Follow-up observations of an apparently normal gamma-ray burst (GRB) detected by NASA’s Swift satellite have identified the event as a star being ripped apart by a massive black hole in a distant galaxy. Two articles in Science report on the observational investigations and the physical interpretation of this rare sight.
On 28 March 2011 at 12.57 UT, an outburst of gamma rays was detected by the Burst Alert Telescope (BAT) on the Swift satellite. Called GRB 110328A, the GRB looked like one of the hundreds that Swift has already detected since its launch in November 2004 (CERN Courier December 2005 p20). As always, the satellite pointed its narrow-field optical and X-ray telescopes towards the transient source to observe the decline of the GRB afterglow within minutes to hours (CERN Courier October 2005 p11, CERN Courier May 2007 p11). This time, however, the source remained bright and highly variable, with repeated outbursts triggering the BAT three more times in 48 hours. As the days passed with no major decline in X-rays, it became obvious that this source was not a usual GRB and it was thus dubbed Sw 1644+57.

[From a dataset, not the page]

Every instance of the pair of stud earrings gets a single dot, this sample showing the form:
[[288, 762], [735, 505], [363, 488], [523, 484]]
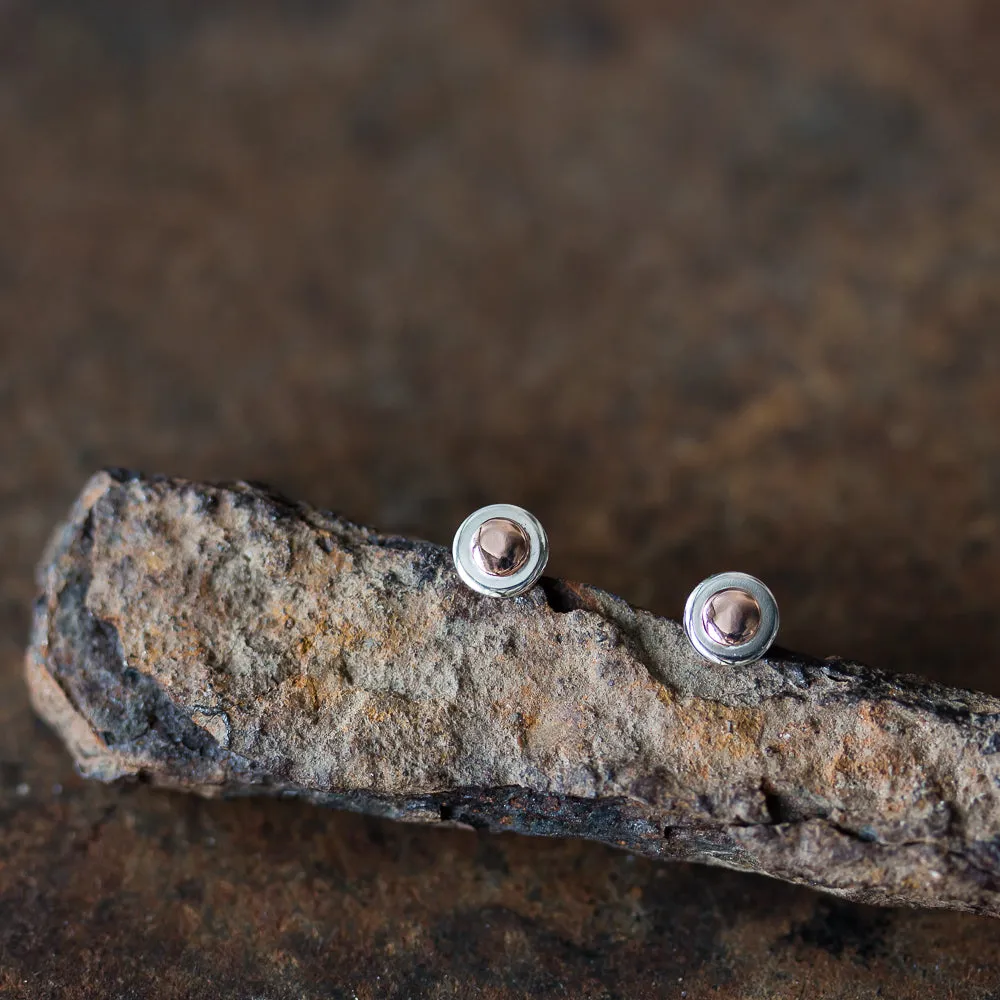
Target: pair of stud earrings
[[501, 551]]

Astronomers had begun ground-based follow-up observations soon after the burst. In one of the reports in Science, Andrew Levan of the University of Warwick and collaborators tell the detective story involved in the identification of the event. While the Gemini-North Telescope in Hawaii had poor weather conditions two hours after the burst, 11 hours later the Nordic Optical Telescope on La Palma in the Canary Islands detected a faint galaxy at the position of the burst. Subsequent spectroscopic observations determined a redshift of 0.35, indicating that the source is nearly four thousand million light-years away. The unusual characteristics of the event awoke the curiosity of the Hubble Space Telescope, which was able to pinpoint it to the very centre of the remote galaxy – a finding confirmed in radio observations by the Very Large Baseline Array.
Could the object be a quasar? Archival data show no sign of nuclear activity in this relatively small galaxy and, furthermore, the luminosity released by the event exceeds by a factor of 100 the flares from the most powerful active galactic nuclei. So what else can release the energy equivalent to 10% of the rest mass of the entire Sun in less than two weeks? A possibility is the disruption and swallowing of a star venturing too close to the event horizon of a black hole. At least this is the conclusion reached by Joshua Bloom of the University of California, Berkeley, and colleagues, although they admit that Sw 1644+57 initially displayed none of the theoretically anticipated– nor observed – characteristics of such an event.
The poor observational and theoretical knowledge of tidal-disruption flares is a consequence of their rarity: they should occur only about 1 to 10 times every 100,000 years in a given galaxy (CERN Courier April 2004 p12). Because such an event would be so unlikely, theorists did not consider that a putative jet emitted from the black hole devouring a star would point right towards Earth. As unlikely as it seems, J Bloom and collaborators found strong evidence that this had to be the case for Sw 1644+57 because the observed luminosity would be too high for the inferred mass of the black hole – below 10 million solar masses – if it were not enhanced by relativistic beaming in a jet aligned with the line-of-sight. So everything points to the disruption of a star that has swiftly turned a dormant black hole into a luminous blazar (see, for example, CERN Courier June 2006 p14). The source was restless for the three following weeks, and so were the scientists who eagerly had to write the two papers and submit them jointly to Science on 18 April 2011!